写真はパリ…じゃなくて2019年東京のケーキ屋(美味しい)。漢字もひらがなも写っていないから、東京の景色もトリミングすれば1965年のパリって言い張れるかもしれない。東京タワー?いいえ、エッフェル塔です。
『アルファヴィル』は学生時代、みなみ会館で観たのが初見でした。ヌーヴェルヴァーグのみなさんの訃報に触れるたび、ゴダールは長寿だな、と思う。
香り
しかしまぁ、慌ただしい春である。自分でも何が起こっているのかいまいち把握できていないけれど、ひと段落つく頃には視界もずいぶん変わっているのではないか。
そんな中、友人から小包が届いた。年末の誕生日の贈り物としてリクエストしていた香水。セルジュ・ルタンスの香水はひとつひとつ詩のようなストーリーがついており、香りを確かめずに、ストーリーだけで私に似合いそうな1本を選んでほしい、と伝えていた。
贈ってくれた友人はパリに暮らしており、パレ・ロワイヤルにあるセルジュ・ルタンス本店まで出向き、やっぱり香りを確かめて選んでくれたらしい。もちろんストーリーも確認しながら、私が自分では選ばなさそうな香り、そして最近の私の轟々とした変化に似合いそうな香りを選んだとのこと。そして香りを選ぶという行為が友人にはとても刺激的な体験だったそうで、むしろ御礼を言いたい気分、とのことだった。私は嗅覚が弱く、あまり香りを識別できない。自分からどんな香りがするのかわからない、というのはなかなかの恐怖である。だからかどうか香水に却って興味があり、けれど選ぶ自信がないので極めて親しい人に似合うものを選んでもらう。何でも自分で決める私が、唯一他者に決めてもらうもの、というのも面白い。
自分がつけている香水を声高に打ち明けるのは無粋のように思うので、何を選んでもらったかは秘密だけれど、例えば、しばらく前に目にしたプラド美術館に佇むジェレミー・アイアンズのような人に似合いそうだと思った。
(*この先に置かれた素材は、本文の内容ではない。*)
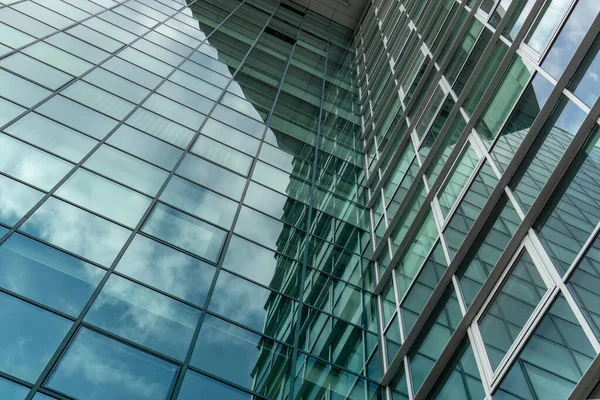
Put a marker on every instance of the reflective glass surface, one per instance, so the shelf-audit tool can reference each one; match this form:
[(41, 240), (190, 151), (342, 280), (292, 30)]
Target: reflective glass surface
[(144, 316), (95, 366), (46, 275), (30, 336), (184, 231)]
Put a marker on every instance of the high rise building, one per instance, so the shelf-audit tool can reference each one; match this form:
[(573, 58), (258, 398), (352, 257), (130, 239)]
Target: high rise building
[(299, 200)]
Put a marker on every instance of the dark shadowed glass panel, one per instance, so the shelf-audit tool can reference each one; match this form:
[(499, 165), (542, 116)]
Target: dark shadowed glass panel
[(512, 306), (552, 361)]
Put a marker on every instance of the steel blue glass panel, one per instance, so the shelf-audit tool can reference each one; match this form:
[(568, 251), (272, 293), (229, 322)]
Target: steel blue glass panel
[(77, 231), (47, 275), (185, 231), (167, 269), (144, 316), (95, 366), (29, 337)]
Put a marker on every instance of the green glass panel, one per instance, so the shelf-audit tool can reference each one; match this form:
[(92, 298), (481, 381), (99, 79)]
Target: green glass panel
[(552, 361), (512, 306)]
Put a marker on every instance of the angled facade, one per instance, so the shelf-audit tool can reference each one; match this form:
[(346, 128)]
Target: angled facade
[(247, 199)]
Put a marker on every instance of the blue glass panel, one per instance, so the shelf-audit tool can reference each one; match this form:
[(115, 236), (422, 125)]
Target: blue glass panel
[(29, 337), (96, 367), (167, 269), (12, 391), (77, 231), (199, 387), (16, 200), (185, 231), (47, 275), (237, 355), (144, 316)]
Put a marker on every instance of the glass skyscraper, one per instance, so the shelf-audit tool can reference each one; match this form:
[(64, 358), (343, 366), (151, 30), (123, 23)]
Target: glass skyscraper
[(270, 199)]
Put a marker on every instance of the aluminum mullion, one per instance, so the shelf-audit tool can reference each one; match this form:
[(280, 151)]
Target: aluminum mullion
[(541, 201), (438, 74), (506, 61), (480, 222)]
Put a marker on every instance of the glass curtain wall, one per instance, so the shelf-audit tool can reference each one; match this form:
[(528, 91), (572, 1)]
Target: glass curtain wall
[(183, 203), (480, 128)]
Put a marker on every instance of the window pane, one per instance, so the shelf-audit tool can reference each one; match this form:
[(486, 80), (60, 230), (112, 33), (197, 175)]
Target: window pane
[(200, 202), (20, 90), (230, 136), (551, 144), (16, 200), (9, 111), (30, 164), (571, 218), (174, 111), (187, 97), (195, 383), (186, 232), (517, 126), (585, 83), (77, 231), (271, 230), (235, 354), (512, 306), (552, 361), (251, 305), (29, 337), (462, 379), (125, 373), (47, 275), (503, 101), (570, 37), (223, 155), (35, 70), (263, 266), (546, 23), (167, 269), (58, 58), (584, 283), (458, 178), (212, 176), (104, 197), (161, 128), (132, 72), (52, 136), (98, 99), (12, 391), (77, 116), (117, 85), (145, 146), (126, 169), (77, 47), (144, 316)]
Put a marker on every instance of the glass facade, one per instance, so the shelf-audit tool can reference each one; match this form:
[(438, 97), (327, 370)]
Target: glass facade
[(242, 199)]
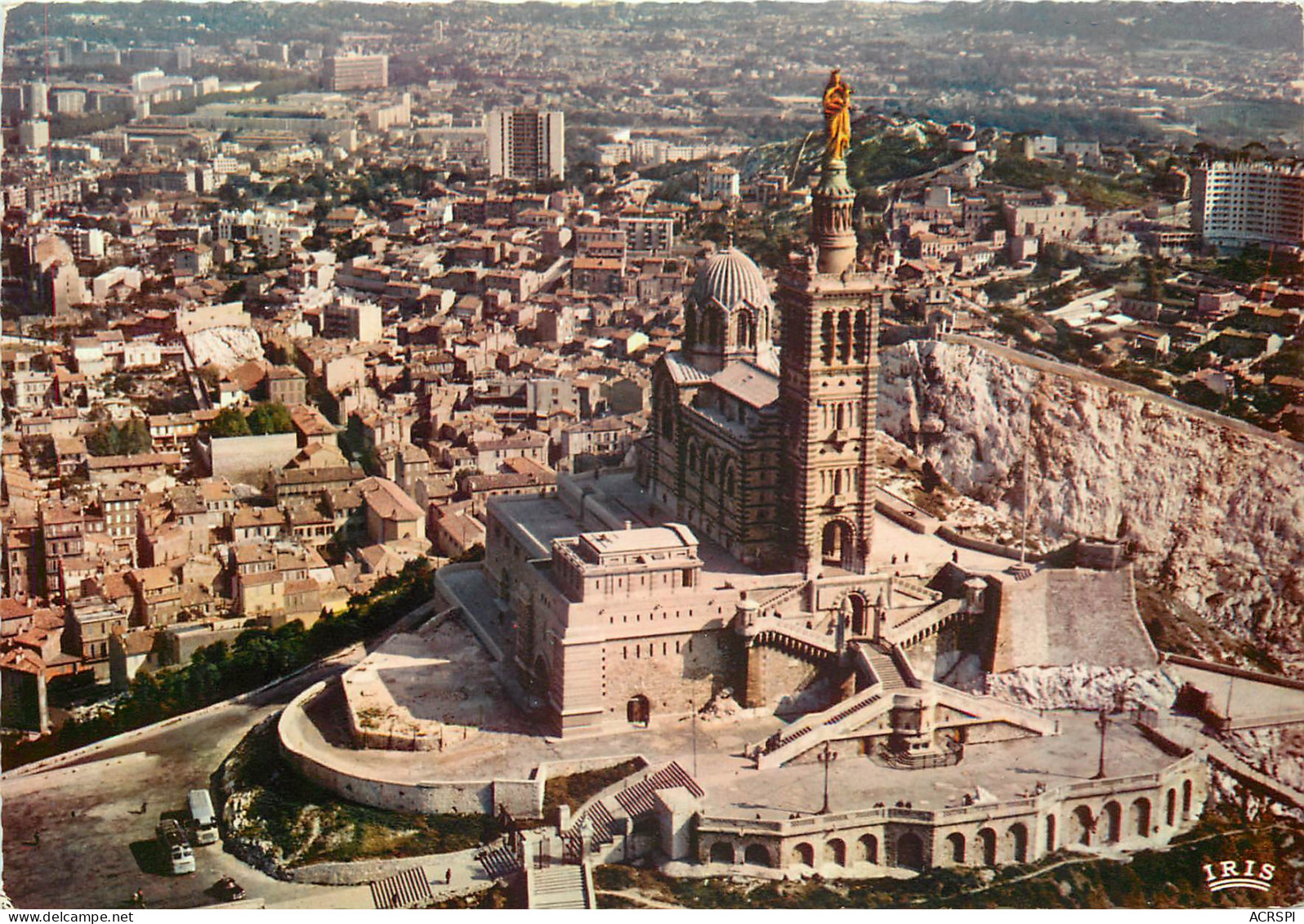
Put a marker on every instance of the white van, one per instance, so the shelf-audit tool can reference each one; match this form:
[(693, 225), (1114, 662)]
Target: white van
[(176, 849), (203, 821)]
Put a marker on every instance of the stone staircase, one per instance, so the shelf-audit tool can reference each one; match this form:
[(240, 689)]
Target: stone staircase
[(500, 860), (814, 730), (785, 634), (409, 889), (630, 801), (560, 888), (886, 669), (994, 711)]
美術作品を眺めるジェレミー・アイアンズ自身も美術作品のようだった。シンプルな装いだけれど、生きてきた年月の重なりが独特の迫力を生んでいる。
もしくはオリヴェイラ映画に時折登場する、何で生計を立てているのかはわからないけれど、どうやら地元では名士であるらしい人々の大きな邸宅のサロンで親しい人だけ集めて開催される音楽会のような場所にも似合いそう。
そんな妄想をしたけれど、果たして私に似合うかはわからない。親しい人が選んでくれたから、つけてみようと思う。多湿な日本においては秋冬に似合いそうで、冬生まれにはぴったりなのかもしれない。